La soluzione è rivelata all’inizio della seconda pagina: a Madonna di Campiglio, nel giugno del 1999, è stata commessa una frode sportiva ai danni di Marco Pantani. Il resto è la ricostruzione della vita breve e delle morti infinite, prima quella sportiva, poi quella fisica, infine quella processuale, dello scalatore di Cesenatico. Un libro incalzante, appassionante, documentato, drammatico, inquietante, puntuale. E una lettura da apnea.
Luca Steffenoni ha scritto “Il caso Pantani” (Chiarelettere, 154 pagine, 12 euro). Anche il sottotitolo – “Doveva morire” – dichiara subito il pensiero dell’autore: Pantani vittima prima di una truffa della camorra per le scommesse clandestine, poi di una persecuzione giudiziaria e giornalistica, infine di un regolamento di conti legati alla sua tossicodipendenza o forse anche alla stessa frode sportiva di cinque anni prima. Un sipario che è definitivamente calato, un cerchio che si è definitivamente chiuso.
“Il caso Pantani”, nonostante il colore della copertina, non è un giallo. E’ una storia di sport, è un mistero italiano, è una tragedia umana. A suo modo, esemplare. Prima l’altare, poi la polvere. Prima la gloria, poi lo scandalo. Prima la salita, poi la discesa, il precipizio, il vuoto. Prima il paradiso, poi l’inferno. Prima la folla, le folle, poi la follia e la solitudine. Ed è una storia conosciuta, ma che qui è ripresa, ripercorsa, riletta, riassunta, alla luce anche delle testimonianze nei più recenti procedimenti giudiziari. E che Steffenoni imposta partendo dalla denuncia del “bel Renè”, Renato Vallanzasca, criminale che ha collezionato quattro ergastoli e 295 anni di reclusione (fonte: Wikipedia), convinto che tutto cominci da Rosario Tolomelli, boss del quartiere napoletano Sanità, che da detenuto gli propose di scommettere, anzi, addirittura di finanziargli la scommessa contro “il Pelatino” al Giro d’Italia 1999.

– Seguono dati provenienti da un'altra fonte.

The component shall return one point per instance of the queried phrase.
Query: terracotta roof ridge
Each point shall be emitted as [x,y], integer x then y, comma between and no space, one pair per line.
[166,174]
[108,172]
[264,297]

Si sa che nel caso Pantani sono state commesse leggerezze, incongruenze, contraddizioni, errori, anche enormi. Innanzitutto proprio quel 5 giugno 1999, il giorno della morte sportiva, al controllo antidoping a Madonna di Campiglio: la provetta non sigillata, la mancanza della seconda provetta per le controanalisi, l’anomalia dei dati fra ematocrito, emoglobina e piastrine. Infine proprio quel 14 febbraio 2004, il giorno della morte fisica, non tanto nel sopralluogo degli agenti della squadra mobile nel residence di Rimini, quanto nella fretta di tirare le conclusioni: suicidio per overdose di cocaina. Steffenoni – prima di lui lo avevano fatto, fra gli altri (ma non c’è la bibliografia), anche Philippe Brunel con “Gli ultimi giorni di Marco Pantani” (Bur, 2008) e Andrea Rossini con “Delitto Pantani: ultimo chilometro” (Nda press, 2014) - elenca, precisa, spiega, chiarisce.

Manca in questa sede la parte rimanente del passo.